GHDX Reports Loss, Beats on Revs

Genomic Health (GHDX) reported first-quarter 2013 net loss of $0.9 million, down from a net income of $0.8 million in the year-ago period. The company’s reported loss of 3 cents per share was significantly down from the year-ago period’s earnings of 2 cents per share as well as the Zacks Consensus Estimate of break-even earnings. A huge contraction in the bottom line drove this dismal performance.

However, total revenue in the reported quarter climbed 7.9% year over year to $63.1 million, beating the Zacks Consensus Estimate of $62 million. Product revenues climbed $4.8 million to $57.9 million in the quarter, while Contract revenues accounted for the balance.
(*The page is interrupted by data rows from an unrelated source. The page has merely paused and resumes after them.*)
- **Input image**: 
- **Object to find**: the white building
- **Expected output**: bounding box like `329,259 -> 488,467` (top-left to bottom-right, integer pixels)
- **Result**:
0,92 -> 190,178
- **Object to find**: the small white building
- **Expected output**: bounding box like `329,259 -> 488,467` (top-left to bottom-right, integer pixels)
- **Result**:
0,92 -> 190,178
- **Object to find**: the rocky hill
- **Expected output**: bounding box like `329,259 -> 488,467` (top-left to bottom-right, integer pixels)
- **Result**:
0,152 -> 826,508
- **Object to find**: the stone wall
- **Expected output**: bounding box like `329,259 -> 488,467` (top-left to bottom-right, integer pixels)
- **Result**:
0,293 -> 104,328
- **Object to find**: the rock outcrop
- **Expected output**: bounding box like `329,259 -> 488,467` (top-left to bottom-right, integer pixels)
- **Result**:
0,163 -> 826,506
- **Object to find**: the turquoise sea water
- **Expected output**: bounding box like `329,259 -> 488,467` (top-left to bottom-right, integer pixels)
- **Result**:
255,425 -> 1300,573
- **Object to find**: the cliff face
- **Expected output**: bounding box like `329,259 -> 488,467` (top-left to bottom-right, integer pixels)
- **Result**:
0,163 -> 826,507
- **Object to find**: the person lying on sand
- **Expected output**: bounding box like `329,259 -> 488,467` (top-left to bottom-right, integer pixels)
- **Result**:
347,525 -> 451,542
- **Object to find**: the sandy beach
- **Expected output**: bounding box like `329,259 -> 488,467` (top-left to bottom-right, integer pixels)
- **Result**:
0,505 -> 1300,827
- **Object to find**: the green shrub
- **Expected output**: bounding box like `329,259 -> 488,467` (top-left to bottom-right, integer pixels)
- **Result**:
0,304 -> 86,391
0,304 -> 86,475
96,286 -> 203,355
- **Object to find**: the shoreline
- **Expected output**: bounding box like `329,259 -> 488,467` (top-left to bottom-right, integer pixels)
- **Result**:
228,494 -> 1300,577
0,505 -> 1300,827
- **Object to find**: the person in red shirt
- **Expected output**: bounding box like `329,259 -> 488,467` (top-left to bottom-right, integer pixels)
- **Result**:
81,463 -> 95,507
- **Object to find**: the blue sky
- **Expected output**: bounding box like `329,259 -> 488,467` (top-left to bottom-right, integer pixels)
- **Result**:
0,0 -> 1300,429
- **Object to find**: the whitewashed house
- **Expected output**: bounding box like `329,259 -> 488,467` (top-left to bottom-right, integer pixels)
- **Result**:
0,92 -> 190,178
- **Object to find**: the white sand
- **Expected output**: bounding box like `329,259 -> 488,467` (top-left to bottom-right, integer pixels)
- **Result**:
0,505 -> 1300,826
The improvement in product sales was mainly on the back of significant international growth (up 69% year over year to $8.5%) with diversification of business and successful utilization of an important global opportunity. In the reported quarter, Genomic provided 20,350 Oncotype DX test results, up 9% year over year. This would have been 11% without considering one additional day in the year-ago quarter due to a leap year.

Gross profit increased 8.6% year over year to $53.3 million. However, there was a 50.4 basis points (bps) improvement in gross margin to 84.6%. On the other hand, with a 12.4% rise in operating expenses to $48.8 million, the company incurred operating loss of $889 million compared to operating profit of $871 million in the year-ago quarter. The rise in operating expenses was based on higher research and development (up 14.5% to $13.7 million), selling and marketing (up 12.6% to $27.4 million), and general and administrative (9.7% to $13.1 million) expenses.

Genomic Health exited the first quarter with cash and cash equivalents and short-term marketable securities of 96.1 million, down from $99.1 million at the end of fiscal 2012.

Outlook

While reporting the fourth quarter and fiscal 2012 results, Genomic Health had provided its guidance for fiscal 2013. The company still expects net earnings/loss per share in the range of a loss of 12 cents to EPS of 8 cents on revenues of $258–$266 million. Further, the company expects to deliver 82,000–84,000 Oncotype DX tests.

Recommendation

Genomic reported a dismal quarter with respect to its earnings numbers, which was mainly due to a huge operating loss during the quarter. To add to our worries, this scenario will barely change in the second quarter as the company expects operating expenses to increase further with its preparation for the execution of prostate cancer test. Genomic Healthcurrently expects a net loss of $3 million in the second quarter.

While we are concerned about the company’s dependence on the breast cancer tests, we look forward to the recent launch of the Oncotype DX prostate cancer test following the presentation by the University of California, San Francisco (:UCSF) of a positive clinical validation study at the 2013 American Urological Association (:AUA) Annual Meeting in San Diego.

Genomic Health currently retains a Zacks Rank #3 (Hold).While we prefer to remain on the sidelines for Genomic Health, other medical device stocks worth a look are Conceptus, Inc. (CPTS), Myriad Genetics (MYGN) and HEALTHSOUTH Corp. (HLS). All these stocks carry a Zacks Rank #1 (Strong Buy).